Common operations for Heap.

• Get the largest  key            O(1)
• Add/Insert a new key      O(logn)
• Pop the largest key            O(logn)
• Build a head from n keys O(nlogn)

Heaps are usually implemented using array. Below is the implementation using CPP.

I don't consider the re-size the heap, and do not use the template to support only type.

const int InitSize=30;

class Heap
{
public:
    Heap():HeapCpacity(InitSize),HeapSize(0)
    {}
    inline const int size() const
    {
        return HeapSize;
    }

    inline const int capacity() const
    {
        return HeapCpacity;
    }

    inline void swap(int x,int y)
    {
        int temp;
        temp=items[x];
        items[x]=items[y];
        items[y]=temp;
    }
    inline void add(int item)
    {
        ++HeapSize;
        items[HeapSize]=item;
        heapup(HeapSize);
    }

    inline int max()
    {
        return items[HeapSize];
    }

    int pop();

    virtual ~Heap(){}
private:
    int items[InitSize+1];
    int HeapCpacity;
    int HeapSize;
    void heapup(int index);
    void heapdown(int index);
};

void Heap::heapup(int index)
{
    if(index!=1)
    {
    int parent=index/2;
    int parentItem=items[parent];
    int childItem=items[index];
    if(childItem>parentItem)
        {
            swap(parent,index);
            heapup(parent);
        }
    }
}

void Heap::heapdown(int index)
{
    int left=index*2;
    int right=index*2+1;
    if(left>HeapSize)
        return;
    int largestIndex=index;
    if(left<=HeapSize && items[left]>items[index])
        largestIndex=left;

    if(right<=HeapSize && items[right]>items[index] &&  items[right]>  items[left])
        largestIndex=right;

    swap(index,largestIndex);
    if(largestIndex!=index)
        heapdown(largestIndex);
}

int Heap::pop()
{
    if(HeapSize>0)
    {
        int max=items[1];
        swap(1,HeapSize);
        HeapSize--;
        heapdown(1);
        return max;
    }
    else
        return -100000;
}

Heap can also be used in sorting field, which is the heap sort.
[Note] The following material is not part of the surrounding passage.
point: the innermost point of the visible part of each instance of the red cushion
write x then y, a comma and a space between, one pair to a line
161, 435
The time complexity is O(nlogn). The process is below.

• Build a max-heap
• Switch the max item(the root item) with the last item in the array
• Detach the last item from the heap, which means the number of the item in the heap decreases one
• Re-construct the heap.(Use the heapdown function)
• Repeat step 2 to step 4 until there is no item in the heap.